Supporting documents may include investment agreements, share certificates, valuation reports, Form 15CA/15CB, board approvals, remittance records and tax deduction details, depending on the facts of each case.
"The issuance of a notice does not automatically imply that tax is payable. For instance, where the foreign investor has merely acquired shares and has not earned dividend income, capital gains, interest income or any other income in India, the response should clearly bring out that the transaction was an investment transaction and did not result in any income chargeable to tax in India," Surana said.
Documents foreign investors should submit
| Document | Purpose |
|---|---|
| Investment agreement | Establishes the nature of the investment |
| Share certificates | Proof of ownership of shares |
| Valuation report | Supports transaction valuation, where applicable |
| Form 15CA/15CB | Evidence relating to remittances, where applicable |
| Board approvals | Supports investment transaction |
| Bank remittance documents | Shows source and movement of funds |
| Tax deduction details (if any) | Helps establish tax compliance |
| Explanation for non-filing of ITR | Clarifies why no return was filed, if applicable |
Section 148A and Section 148: What's the difference?
Surana explained that Section 148A and Section 148 represent two separate stages of the reassessment process.
Section 148A is the preliminary stage under which the Assessing Officer must provide the taxpayer with an opportunity to explain why reassessment proceedings should not be initiated. The tax officer shares the information suggesting that income has escaped assessment, considers the taxpayer's explanation and then decides whether the matter warrants a formal reassessment.
Only after this preliminary exercise and the required approvals can a notice under Section 148 be issued, requiring the taxpayer to furnish a return for the relevant assessment year and formally commencing reassessment proceedings.

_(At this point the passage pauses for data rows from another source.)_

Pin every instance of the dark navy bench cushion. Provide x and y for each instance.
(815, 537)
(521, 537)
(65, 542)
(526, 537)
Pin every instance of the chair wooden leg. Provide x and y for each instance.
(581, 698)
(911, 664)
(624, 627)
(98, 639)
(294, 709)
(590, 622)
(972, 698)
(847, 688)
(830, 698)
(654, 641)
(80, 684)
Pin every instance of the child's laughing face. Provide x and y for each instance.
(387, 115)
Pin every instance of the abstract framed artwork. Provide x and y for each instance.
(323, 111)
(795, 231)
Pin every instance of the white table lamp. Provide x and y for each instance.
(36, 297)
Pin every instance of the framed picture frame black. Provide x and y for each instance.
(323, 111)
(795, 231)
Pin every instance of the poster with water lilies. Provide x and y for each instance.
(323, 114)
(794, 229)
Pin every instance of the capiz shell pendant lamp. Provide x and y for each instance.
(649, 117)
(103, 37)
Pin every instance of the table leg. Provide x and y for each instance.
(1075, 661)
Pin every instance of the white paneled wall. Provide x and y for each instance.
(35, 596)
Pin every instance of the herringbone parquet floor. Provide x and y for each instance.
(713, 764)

He described Section 148A as an important taxpayer-protection mechanism intended to ensure that reassessment notices are issued only after preliminary verification of the available facts.

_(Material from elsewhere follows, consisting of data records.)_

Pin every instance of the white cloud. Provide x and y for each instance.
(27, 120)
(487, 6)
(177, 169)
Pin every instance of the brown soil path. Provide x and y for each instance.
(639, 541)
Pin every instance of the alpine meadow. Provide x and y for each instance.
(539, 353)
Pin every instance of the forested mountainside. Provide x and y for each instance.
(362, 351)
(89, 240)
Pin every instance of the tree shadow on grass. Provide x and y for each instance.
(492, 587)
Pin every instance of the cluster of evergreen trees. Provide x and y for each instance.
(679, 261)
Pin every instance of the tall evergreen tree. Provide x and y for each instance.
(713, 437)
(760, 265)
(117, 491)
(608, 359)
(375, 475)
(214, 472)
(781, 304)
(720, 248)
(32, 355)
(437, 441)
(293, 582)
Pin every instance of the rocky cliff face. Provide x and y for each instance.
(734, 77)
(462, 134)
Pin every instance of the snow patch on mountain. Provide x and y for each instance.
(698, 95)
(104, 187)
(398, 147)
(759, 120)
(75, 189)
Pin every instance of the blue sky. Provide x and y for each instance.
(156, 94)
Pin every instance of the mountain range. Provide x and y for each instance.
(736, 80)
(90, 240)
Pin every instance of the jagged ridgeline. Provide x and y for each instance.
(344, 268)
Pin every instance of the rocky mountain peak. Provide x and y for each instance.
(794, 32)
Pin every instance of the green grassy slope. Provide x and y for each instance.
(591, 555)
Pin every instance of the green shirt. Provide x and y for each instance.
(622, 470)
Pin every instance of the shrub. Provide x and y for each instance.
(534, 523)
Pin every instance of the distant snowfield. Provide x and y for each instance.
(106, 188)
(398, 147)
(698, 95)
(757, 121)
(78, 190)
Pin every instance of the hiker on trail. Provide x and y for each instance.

What's taxable, what's not
| Transaction | Taxable in India? |
|---|---|
| Purchase of listed shares | ❌ No |
| Purchase of unlisted shares | ❌ No |
| Dividend received | ✅ Yes (subject to applicable provisions) |
| Sale of shares resulting in capital gains | ✅ Yes |
| Interest income from India | ✅ Yes |
| Other India-sourced taxable income | ✅ Yes |
Experts flag compliance concerns
Tax professionals have also raised concerns about the compliance burden arising from such notices.
"The key concern... is that reassessment proceedings are meant to address cases where income chargeable to tax has escaped assessment. However, where a foreign investor has only made an investment and has not received dividend income, capital gains, interest income or any other India-sourced income, the basis for reopening may need to be examined carefully," Surana said.
He added that a timely and well-documented response can help demonstrate that no taxable income has arisen in India, potentially enabling the matter to be resolved at the preliminary stage itself without prolonged reassessment proceedings.